Skip Header NavigationIntranet 
CENTER FOR EMBEDDED NETWORKED SENSINGContactDirectionsEmploymentEventsNews
HomeAbout UsResearchEducationResourcesPeople

Research Project


Adaptive Sampling by Using a Robotic Boat and a Static Sensor Network

Technology > Multiscaled Actuated Sensing > Adaptive Sampling by Using a Robotic Boat and a Static Sensor Network

On this page: Overview | Approach | Systems/Experiments | Accomplishments | Future Directions | People

Lead Investigators:

Gaurav S. Sukhatme

Overview

Sensor networks provide new tools for observing and monitoring the environment. In aquatic environments, accurately measuring quantities such as temperature, chlorophyll, salinity, and concentration of various nutrients is useful to scientists seeking a better understanding of aquatic ecosystems, as well as government officials charged with ensuring public safety via appropriate hazard warning and remediation measures. Broadly speaking, these quantities of interest are scalar fields. Each is characterized by a single scalar quantity which varies spatiotemporally. A characteristic of such scalar fields is that the sensor readings are only valid locally. That is, the correlation between the sensors at different locations decreases rapidly with increasing distance between the sensor nodes. To estimate the scalar field where no sensor nodes are deployed, we need to interpolate the data. Intuitively, the more the readings near the location where a field estimate is desired, the less the reconstruction error. In other words, the spatial distribution of the measurements (the samples) affects the estimation error.

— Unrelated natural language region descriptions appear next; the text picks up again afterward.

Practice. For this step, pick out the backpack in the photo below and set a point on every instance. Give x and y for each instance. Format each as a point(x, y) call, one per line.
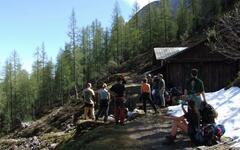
point(207, 113)
point(209, 135)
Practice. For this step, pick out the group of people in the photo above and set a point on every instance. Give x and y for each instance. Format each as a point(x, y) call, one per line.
point(152, 91)
point(192, 121)
point(117, 91)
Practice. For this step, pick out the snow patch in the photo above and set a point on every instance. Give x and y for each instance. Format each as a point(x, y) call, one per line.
point(227, 104)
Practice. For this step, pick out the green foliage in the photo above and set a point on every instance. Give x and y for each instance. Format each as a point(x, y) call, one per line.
point(93, 53)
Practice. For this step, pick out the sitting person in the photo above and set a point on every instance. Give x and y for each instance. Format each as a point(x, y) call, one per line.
point(188, 123)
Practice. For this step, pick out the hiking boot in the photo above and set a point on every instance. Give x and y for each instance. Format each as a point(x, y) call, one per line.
point(169, 140)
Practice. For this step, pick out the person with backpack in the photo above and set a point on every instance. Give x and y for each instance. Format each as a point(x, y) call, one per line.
point(89, 95)
point(155, 90)
point(118, 92)
point(195, 89)
point(104, 98)
point(190, 127)
point(162, 91)
point(146, 95)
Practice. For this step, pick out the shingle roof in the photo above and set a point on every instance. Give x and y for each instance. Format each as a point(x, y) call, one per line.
point(165, 52)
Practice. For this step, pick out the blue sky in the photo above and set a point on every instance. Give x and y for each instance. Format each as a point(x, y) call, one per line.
point(25, 24)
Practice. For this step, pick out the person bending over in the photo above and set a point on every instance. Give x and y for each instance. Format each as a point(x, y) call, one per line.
point(189, 123)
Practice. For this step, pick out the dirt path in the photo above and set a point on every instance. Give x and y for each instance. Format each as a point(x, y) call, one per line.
point(151, 131)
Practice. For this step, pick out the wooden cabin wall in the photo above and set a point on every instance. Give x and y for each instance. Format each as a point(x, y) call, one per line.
point(215, 75)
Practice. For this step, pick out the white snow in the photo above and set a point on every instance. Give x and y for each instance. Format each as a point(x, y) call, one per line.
point(227, 104)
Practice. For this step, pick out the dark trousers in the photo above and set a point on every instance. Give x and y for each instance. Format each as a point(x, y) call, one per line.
point(147, 97)
point(103, 109)
point(119, 110)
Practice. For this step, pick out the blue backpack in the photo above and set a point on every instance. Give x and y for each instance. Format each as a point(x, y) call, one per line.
point(209, 135)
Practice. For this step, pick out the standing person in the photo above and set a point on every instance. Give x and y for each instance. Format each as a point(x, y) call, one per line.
point(146, 95)
point(190, 127)
point(89, 95)
point(162, 90)
point(150, 81)
point(104, 98)
point(155, 90)
point(118, 91)
point(195, 89)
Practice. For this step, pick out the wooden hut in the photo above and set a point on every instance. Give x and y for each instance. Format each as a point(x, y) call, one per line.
point(215, 69)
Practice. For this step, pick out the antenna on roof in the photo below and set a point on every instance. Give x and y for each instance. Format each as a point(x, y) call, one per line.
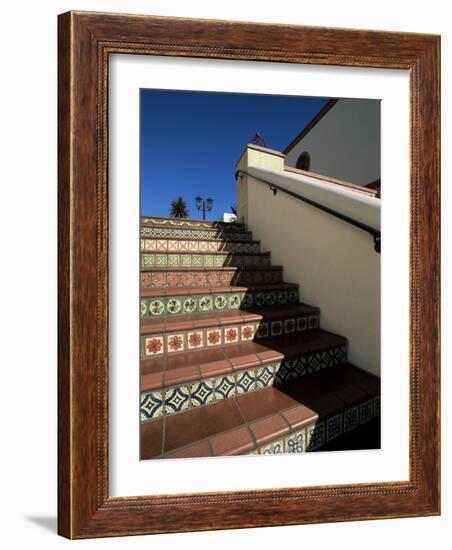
point(259, 140)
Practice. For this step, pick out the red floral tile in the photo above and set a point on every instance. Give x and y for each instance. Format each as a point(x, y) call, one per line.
point(195, 340)
point(213, 337)
point(175, 342)
point(153, 345)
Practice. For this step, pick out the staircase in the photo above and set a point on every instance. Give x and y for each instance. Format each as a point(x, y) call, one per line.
point(231, 361)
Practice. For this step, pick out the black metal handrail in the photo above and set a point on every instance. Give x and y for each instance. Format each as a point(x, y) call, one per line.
point(375, 233)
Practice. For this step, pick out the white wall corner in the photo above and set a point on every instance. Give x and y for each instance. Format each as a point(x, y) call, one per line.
point(253, 155)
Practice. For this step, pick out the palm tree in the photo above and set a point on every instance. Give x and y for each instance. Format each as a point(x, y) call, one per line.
point(178, 208)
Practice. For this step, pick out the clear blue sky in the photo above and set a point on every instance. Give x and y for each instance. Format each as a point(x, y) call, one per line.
point(191, 141)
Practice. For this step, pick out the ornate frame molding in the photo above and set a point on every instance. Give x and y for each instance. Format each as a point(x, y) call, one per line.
point(85, 42)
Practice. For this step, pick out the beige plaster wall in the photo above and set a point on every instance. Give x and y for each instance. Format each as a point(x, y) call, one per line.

In many cases, it may not be feasible to move the static sensor nodes after deployment. In such cases, one or more mobile robots could be used to augment the static sensor network, hence forming a sensor-actuator network or a robotic sensor network. Static nodes and mobile robots both have their advantages and constraints. Static nodes generally consume less energy than mobile robots and their batteries last longer. However, static nodes cannot move and cannot change the spatial distribution of the sensor readings while mobile robots are able to move and take sensor readings at different locations.

An immediate question to ask is how to coordinate the mobile robots and the static nodes such that the error associated with the estimation on the scalar field is minimized subject to the constraint that the energy available to the mobile robot(s) is bounded. Specifically, if each static node makes a measurement in its vicinity, and the total energy available to the mobile robot is known, what path should the mobile robot take to minimize the mean square integrated error associated with the reconstruction of the entire field? Here we assume that the energy consumed by communications and sensing is negligible compared to the energy consumed in moving the mobile robot. We also assume that the mobile robot can communicate with all the static nodes and acquire sensor readings from them. Finally, we focus on reconstructing phenomena which do not change temporally (or change very slowly compared to the time it takes the mobile robot to complete a tour of the environment).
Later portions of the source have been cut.